At their best, tradwives require more of the men around them. Rather than trying to replace the men in their lives (father, husband, perhaps employer) when they fail, such tradwives hold them accountable to provide, protect, and grow within the family. Few things could sound scarier to a woman who has been failed by a man she thought she could trust through divorce, unfaithfulness, or abandonment. Nonetheless, many women are realizing that the happiness they desire requires reliance upon a husband and other family members to succeed.

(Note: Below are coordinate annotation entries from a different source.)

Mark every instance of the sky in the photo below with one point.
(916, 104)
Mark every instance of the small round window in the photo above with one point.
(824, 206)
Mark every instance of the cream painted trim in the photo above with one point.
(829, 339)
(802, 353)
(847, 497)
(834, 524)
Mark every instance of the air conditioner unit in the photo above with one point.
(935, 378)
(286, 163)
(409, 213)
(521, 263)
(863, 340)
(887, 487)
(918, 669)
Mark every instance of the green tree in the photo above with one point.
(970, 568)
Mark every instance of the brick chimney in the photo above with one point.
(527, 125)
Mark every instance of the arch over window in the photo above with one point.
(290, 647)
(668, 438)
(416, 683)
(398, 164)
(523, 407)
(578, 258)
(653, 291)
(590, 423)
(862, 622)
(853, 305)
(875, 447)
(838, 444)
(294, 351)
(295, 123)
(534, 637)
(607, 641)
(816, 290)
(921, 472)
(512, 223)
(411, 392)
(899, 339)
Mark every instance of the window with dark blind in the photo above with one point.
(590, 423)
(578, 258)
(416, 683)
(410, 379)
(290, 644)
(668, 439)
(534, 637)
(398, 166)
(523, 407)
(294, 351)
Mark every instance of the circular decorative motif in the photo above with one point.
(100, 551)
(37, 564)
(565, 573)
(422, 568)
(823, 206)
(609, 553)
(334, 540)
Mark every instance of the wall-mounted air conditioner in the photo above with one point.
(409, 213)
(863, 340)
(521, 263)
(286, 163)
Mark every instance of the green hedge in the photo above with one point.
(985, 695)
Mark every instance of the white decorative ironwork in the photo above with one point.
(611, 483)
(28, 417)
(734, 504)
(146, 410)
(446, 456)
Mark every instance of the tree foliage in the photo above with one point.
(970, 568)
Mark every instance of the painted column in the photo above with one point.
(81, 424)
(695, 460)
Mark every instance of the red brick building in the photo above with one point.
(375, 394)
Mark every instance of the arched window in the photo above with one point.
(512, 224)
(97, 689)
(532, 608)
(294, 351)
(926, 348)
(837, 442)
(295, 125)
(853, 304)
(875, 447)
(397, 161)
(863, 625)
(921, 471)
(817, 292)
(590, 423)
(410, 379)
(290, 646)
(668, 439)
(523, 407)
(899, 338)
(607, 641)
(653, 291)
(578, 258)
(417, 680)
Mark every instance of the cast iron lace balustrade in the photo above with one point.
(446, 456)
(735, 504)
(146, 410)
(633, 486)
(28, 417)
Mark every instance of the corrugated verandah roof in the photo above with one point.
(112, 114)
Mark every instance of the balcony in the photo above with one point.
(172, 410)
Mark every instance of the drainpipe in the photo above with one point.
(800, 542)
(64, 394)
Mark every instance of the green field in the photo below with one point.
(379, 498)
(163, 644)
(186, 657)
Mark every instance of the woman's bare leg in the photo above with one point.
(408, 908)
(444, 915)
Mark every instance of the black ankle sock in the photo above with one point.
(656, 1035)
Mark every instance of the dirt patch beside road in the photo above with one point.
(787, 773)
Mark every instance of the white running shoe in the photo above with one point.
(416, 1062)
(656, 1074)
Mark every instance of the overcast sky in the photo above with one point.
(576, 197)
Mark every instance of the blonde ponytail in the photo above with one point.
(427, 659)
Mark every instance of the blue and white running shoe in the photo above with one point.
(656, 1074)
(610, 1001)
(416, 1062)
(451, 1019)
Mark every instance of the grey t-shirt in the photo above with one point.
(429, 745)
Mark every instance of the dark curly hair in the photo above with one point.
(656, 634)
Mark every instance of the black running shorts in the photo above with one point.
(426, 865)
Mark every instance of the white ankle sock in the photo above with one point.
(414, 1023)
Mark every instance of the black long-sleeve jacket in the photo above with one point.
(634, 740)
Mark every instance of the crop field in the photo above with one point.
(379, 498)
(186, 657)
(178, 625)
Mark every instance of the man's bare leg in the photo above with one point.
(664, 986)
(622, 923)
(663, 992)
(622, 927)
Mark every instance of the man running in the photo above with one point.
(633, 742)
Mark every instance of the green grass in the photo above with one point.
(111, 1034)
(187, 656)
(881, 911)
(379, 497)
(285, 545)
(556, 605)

Whether it’s a corporate girlie, an academic, or a tradwife, each dreams of and relies upon a wealthy patron to support the lifestyle she wants to live. While some tradwives denounce all work “outside the home,” many run small businesses, write or blog, and contrary to the Luddite stereotype, manage savvy social media influencer accounts. They take the time and flexibility that their lifestyle offers and seek creative uses of their time that bless their family, their community, and the causes they care about.
Certainly, some aspects of the tradwife movement range from alt-right pagan beliefs to unrealistic forms of live-action role-play. At the heart of it, however, is a positive attempt by many women to embrace marriage and motherhood.
Countercultural movements tend to overcorrect to provide the next generation of women with a moderate option between the two ideological extremes of careerism and the rejection of all “paid work.” For Gen Z, the result may be that women receive the flexibility and support to pursue a family and work amenable to their goals and the demands of each season.